Using prxy.monster with the Anthropic SDK

prxy.monster speaks the native Anthropic API at https://api.prxy.monster — same /v1/messages shape, same headers, same streaming format. Set one env var, your existing @anthropic-ai/sdk (or anthropic Python) code routes through prxy.monster unchanged.

Install


npm install @anthropic-ai/sdk
# or
pip install anthropic

Configure


export ANTHROPIC_BASE_URL=https://api.prxy.monster
export ANTHROPIC_API_KEY=prxy_live_xxxxxxxxxxxxxxxxxxxxxxxx

Anthropic SDK uses ANTHROPIC_BASE_URL (no /v1 suffix). The OpenAI SDK uses OPENAI_BASE_URL with a /v1 suffix.

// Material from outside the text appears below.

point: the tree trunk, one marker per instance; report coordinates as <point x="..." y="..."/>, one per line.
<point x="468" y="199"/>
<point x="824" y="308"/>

Don’t mix them.

Code change

None.

Node


// Before AND after — no diff
import Anthropic from '@anthropic-ai/sdk';
 
const client = new Anthropic(); // reads env
 
const msg = await client.messages.create({
  model: 'claude-sonnet-4-6',
  max_tokens: 256,
  messages: [{ role: 'user', content: 'hi' }],
});

If you prefer explicit:


const client = new Anthropic({
  baseURL: 'https://api.prxy.monster',
  apiKey: process.env.ANTHROPIC_API_KEY,
});

Verify


curl https://api.prxy.monster/health

Or:


prxy doctor

What you get

Infinite context — long Claude conversations stop hitting the context wall.
MCP optimization — if you wire MCP servers through Claude tool-use, irrelevant tool defs get pruned per request (~67k → ~8k tokens on a real Claude Code session).
Semantic cache — similar prompts return cached responses.
Pattern memory — the issue was X, the fix is Y style insights get logged and re-injected.

Recommended pipeline

For long-running Claude apps or coding agents:


PRXY_PIPE=mcp-optimizer,semantic-cache,patterns,ipc

For Claude Code specifically, add the compaction bridge:


PRXY_PIPE=mcp-optimizer,compaction-bridge,rehydrator,semantic-cache,patterns,ipc

Streaming

Anthropic’s per-block SSE format passes through unchanged — message_start, content_block_start, content_block_delta, message_stop all flow exactly as Anthropic emits them.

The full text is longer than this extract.